The chap is obviously showing a clean pair of heels but then I remember the quote, “He who talks by the yard and thinks by the inch, gets kicked by the foot”. The puns you can come up on foot and feet and toes and all that are legion but i wouldnt even dip my toe into this morass. But still, read this: An extract:
Men's feet, in particular, make me squirm and gag: the mottled colouring, the sparse hair, the little toe that has been crushed into the one next to it over the years so that it has turned and bent and cuddles up against it now, sadly, as if trying to spoon an unwilling lover, the yellowed, cracked toenails, and the fully blackened one on the right biggy from toe-punting a goalpost 14 years ago. How can bringing these out in public be considered acceptable?
Do go read them full article, very amusing.
Mind you, I play a game on the tube whenever its summer and I see people wearing sandals or slippers. Do you know you can tell much about a person by looking at their feet?

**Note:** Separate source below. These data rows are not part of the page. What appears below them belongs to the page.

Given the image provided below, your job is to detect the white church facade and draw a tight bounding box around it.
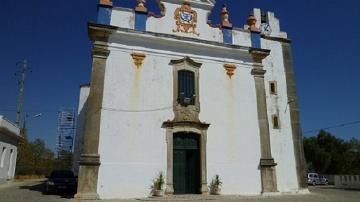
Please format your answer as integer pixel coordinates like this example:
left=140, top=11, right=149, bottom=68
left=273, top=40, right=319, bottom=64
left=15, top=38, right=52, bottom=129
left=73, top=0, right=308, bottom=199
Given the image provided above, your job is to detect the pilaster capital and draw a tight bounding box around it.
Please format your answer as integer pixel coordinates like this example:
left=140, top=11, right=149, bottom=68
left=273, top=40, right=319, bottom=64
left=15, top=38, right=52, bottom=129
left=250, top=49, right=270, bottom=63
left=260, top=158, right=277, bottom=167
left=88, top=22, right=116, bottom=42
left=92, top=46, right=110, bottom=58
left=251, top=67, right=266, bottom=77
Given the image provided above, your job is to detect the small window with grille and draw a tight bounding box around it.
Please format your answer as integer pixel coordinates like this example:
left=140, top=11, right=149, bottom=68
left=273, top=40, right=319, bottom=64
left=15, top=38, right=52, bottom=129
left=269, top=81, right=277, bottom=95
left=178, top=70, right=195, bottom=106
left=272, top=115, right=280, bottom=129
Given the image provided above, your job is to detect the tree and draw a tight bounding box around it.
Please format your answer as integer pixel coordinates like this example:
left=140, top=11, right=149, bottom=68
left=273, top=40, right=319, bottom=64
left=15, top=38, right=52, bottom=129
left=31, top=138, right=55, bottom=175
left=16, top=131, right=35, bottom=175
left=303, top=130, right=360, bottom=174
left=16, top=132, right=55, bottom=176
left=54, top=150, right=73, bottom=170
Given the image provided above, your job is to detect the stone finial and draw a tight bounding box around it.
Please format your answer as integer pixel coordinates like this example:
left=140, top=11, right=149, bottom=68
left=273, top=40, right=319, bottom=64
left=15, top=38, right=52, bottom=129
left=135, top=0, right=147, bottom=13
left=99, top=0, right=113, bottom=6
left=247, top=15, right=260, bottom=32
left=220, top=4, right=232, bottom=28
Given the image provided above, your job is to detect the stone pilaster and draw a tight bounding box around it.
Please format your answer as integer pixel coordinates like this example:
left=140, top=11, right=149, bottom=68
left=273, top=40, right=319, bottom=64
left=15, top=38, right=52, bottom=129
left=165, top=129, right=174, bottom=195
left=75, top=46, right=110, bottom=200
left=282, top=43, right=308, bottom=189
left=250, top=49, right=278, bottom=193
left=200, top=130, right=208, bottom=194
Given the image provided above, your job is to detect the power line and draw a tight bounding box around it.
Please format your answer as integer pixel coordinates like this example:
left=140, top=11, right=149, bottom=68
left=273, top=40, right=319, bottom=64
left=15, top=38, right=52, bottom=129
left=102, top=106, right=173, bottom=113
left=0, top=109, right=58, bottom=113
left=303, top=120, right=360, bottom=134
left=0, top=106, right=174, bottom=113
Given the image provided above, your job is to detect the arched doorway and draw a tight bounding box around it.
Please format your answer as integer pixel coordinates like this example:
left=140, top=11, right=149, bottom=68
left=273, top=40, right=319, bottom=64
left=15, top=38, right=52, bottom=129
left=173, top=132, right=200, bottom=194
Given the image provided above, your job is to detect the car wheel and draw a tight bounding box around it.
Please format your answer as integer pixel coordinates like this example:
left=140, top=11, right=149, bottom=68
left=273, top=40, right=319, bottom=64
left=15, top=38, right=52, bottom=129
left=312, top=181, right=316, bottom=186
left=43, top=184, right=52, bottom=195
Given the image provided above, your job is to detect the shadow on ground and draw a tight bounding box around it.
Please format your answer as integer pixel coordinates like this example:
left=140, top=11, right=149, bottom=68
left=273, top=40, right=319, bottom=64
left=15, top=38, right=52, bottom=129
left=19, top=181, right=75, bottom=199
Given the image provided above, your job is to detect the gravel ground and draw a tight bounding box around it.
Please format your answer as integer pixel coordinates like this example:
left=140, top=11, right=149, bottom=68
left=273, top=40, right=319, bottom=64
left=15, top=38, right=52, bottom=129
left=0, top=180, right=359, bottom=202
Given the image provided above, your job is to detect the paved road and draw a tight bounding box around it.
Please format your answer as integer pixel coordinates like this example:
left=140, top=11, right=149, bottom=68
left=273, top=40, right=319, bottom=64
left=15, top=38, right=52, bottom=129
left=0, top=180, right=74, bottom=202
left=0, top=180, right=359, bottom=202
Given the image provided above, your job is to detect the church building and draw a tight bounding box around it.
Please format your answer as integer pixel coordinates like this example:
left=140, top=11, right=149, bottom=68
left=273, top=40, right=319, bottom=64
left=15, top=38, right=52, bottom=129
left=73, top=0, right=308, bottom=199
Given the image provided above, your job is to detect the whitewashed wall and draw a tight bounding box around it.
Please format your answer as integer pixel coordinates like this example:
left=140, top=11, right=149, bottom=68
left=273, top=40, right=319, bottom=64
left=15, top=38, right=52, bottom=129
left=96, top=39, right=264, bottom=198
left=89, top=0, right=301, bottom=199
left=0, top=116, right=20, bottom=182
left=0, top=140, right=17, bottom=181
left=261, top=38, right=299, bottom=193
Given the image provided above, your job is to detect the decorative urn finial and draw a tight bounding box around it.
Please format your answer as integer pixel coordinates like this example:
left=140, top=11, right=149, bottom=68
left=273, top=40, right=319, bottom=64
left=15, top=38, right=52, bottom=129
left=247, top=15, right=260, bottom=32
left=99, top=0, right=113, bottom=6
left=220, top=4, right=232, bottom=28
left=135, top=0, right=147, bottom=13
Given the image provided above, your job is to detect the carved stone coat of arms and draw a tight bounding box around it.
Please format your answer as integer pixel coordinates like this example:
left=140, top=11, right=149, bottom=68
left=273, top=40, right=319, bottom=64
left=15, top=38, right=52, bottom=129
left=173, top=2, right=199, bottom=35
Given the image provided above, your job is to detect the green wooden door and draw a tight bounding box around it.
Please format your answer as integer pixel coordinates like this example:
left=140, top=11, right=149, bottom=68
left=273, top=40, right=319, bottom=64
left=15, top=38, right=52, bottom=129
left=173, top=133, right=200, bottom=194
left=173, top=149, right=186, bottom=194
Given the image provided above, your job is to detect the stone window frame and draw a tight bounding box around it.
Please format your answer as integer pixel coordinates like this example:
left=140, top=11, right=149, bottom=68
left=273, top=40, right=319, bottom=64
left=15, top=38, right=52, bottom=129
left=170, top=57, right=201, bottom=113
left=269, top=81, right=277, bottom=95
left=272, top=114, right=280, bottom=129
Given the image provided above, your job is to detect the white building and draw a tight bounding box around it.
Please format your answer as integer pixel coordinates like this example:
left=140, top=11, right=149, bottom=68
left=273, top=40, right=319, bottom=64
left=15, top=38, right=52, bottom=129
left=0, top=115, right=21, bottom=183
left=73, top=0, right=308, bottom=199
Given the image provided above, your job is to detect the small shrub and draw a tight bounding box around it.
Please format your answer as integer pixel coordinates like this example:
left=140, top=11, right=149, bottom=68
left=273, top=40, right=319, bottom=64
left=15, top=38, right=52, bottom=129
left=151, top=172, right=165, bottom=191
left=209, top=174, right=222, bottom=194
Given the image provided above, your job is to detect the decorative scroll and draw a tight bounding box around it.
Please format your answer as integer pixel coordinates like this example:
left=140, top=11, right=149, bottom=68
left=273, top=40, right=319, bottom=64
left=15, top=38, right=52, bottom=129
left=173, top=2, right=199, bottom=36
left=131, top=52, right=146, bottom=68
left=224, top=64, right=236, bottom=78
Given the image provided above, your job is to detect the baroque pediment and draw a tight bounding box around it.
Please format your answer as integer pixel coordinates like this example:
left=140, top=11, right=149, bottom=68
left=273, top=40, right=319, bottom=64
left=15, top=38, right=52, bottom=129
left=162, top=0, right=216, bottom=9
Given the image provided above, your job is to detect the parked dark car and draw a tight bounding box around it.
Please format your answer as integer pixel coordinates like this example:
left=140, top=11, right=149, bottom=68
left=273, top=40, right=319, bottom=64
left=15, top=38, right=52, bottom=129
left=44, top=170, right=77, bottom=194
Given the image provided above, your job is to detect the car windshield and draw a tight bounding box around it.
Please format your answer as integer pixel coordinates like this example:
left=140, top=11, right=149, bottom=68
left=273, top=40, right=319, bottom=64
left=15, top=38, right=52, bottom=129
left=50, top=170, right=74, bottom=178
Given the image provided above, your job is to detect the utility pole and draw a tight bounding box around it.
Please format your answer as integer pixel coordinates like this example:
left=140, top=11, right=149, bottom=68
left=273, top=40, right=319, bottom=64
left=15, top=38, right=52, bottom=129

How their toes look, their heels, how they stand, a ton of information is provided by the feet.
And there is nothing like a dainty well maintained foot to make you interested in the lady. I recently read H Rider Haggard’s She. That reminds me of somebody :), but the point I want to mention here with respect to this post is the section relating to the foot. I quote:
Presently his face brightened, and with an exclamation he pulled something forth which was caked in dust; which he shook on to the floor. It was covered with the remains of a rotting rag, which he undid, and revealed to my astonished gaze a beautifully shaped and almost white woman's foot, looking as fresh and firm as though it had but now been placed there.
"Thou seest, my son, the Baboon," he said, in a sad voice, "I spake the truth to thee, for here is yet one foot remaining. Take it, my son, and gaze upon it."
I took this cold fragment of mortality in my hand and looked at it in the light of the lamp with feelings which I cannot describe, so mixed up were they between astonishment, fear, and fascination. It was light, much lighter I should say than it had been in the living state, and the flesh to all appearance was still flesh, though about it there clung a faintly aromatic odour. For the rest it was not shrunk or shrivelled, or even black and unsightly, like the flesh of Egyptian mummies, but plump and fair, and, except where it had been slightly burnt, perfect as on the day of death--a very triumph of embalming.
Poor little foot! I set it down upon the stone bench where it had lain for so many thousand years, and wondered whose was the beauty that it had upborne through the pomp and pageantry of a forgotten civilisation --first as a merry child's, then as a blushing maid's, and lastly as a perfect woman's. Through what halls of Life had its soft step echoed, and in the end, with what courage had it trodden down the dusty ways of Death! To whose side had it stolen in the hush of night when the black slave slept upon the marble floor, and who had listened for its stealing? Shapely little foot! Well might it have been set upon the proud neck of a conqueror bent at last to woman's beauty, and well might the lips of nobles and of kings have been pressed upon its jewelled whiteness.
Pretty interesting, eh? that section talked to me. Then again, even a personage like Leonardo da Vinci said, “The human foot is a masterpiece of engineering and a work of art”. I agree, then again, as somebody said, your toe is the part of the body which you use to find furniture legs in the dark. Bah!